= Fazel Darbandi =

Fazel Darbandi (فاضل دربندی), also Fadil al-Darbandi (فاضل الدربندي), also known as Molla Agha Darbandi (Note: Alternatively spelled as Mulla Aqa Darbandi.) (Persian: ملا آقا دربندی) (died 1869/1870, Tehran), was an Iranian Shia cleric and scholar of the Qajar era.

==Biography==
Darbandi's surname implies an origin in the city of Darband (i.e. Derbent, now part of Dagestan, Russia), or its environs, although the exact whereabouts of his place and date of birth are unknown. Darbandi grew up to study in Najaf, in Ottoman Iraq, where he was a student of Molla Mohammad Sharif-ol-Olama Mazandarani (died 1829–1830).

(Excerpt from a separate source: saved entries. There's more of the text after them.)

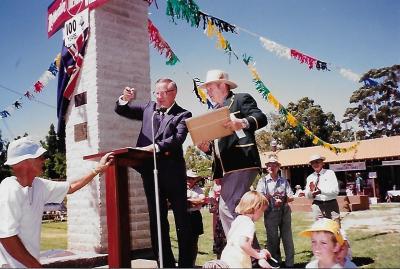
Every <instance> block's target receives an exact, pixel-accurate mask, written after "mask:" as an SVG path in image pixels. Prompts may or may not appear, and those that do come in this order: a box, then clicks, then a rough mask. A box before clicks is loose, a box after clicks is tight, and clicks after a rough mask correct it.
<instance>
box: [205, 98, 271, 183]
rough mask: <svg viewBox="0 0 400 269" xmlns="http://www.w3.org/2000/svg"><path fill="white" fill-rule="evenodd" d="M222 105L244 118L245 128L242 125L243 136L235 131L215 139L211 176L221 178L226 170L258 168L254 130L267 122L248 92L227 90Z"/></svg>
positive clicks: (256, 103)
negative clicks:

Darbandi later tried to teach in the city of Karbala, but the "peculiarities" of his persona made it "impossible" to retain any number of students. Afterwards, he moved to Iran, arriving in Tehran where prime minister (ṣadr-e aʿẓam) Mirza Aqa Khan Nuri had just been dismissed.

Darbandi was famous amongst his contemporaries for being eloquent in both Persian as well as Arabic, as well as for "erudition" in the science related to "Hadith transmitters". After his death, he was buried in Karbala.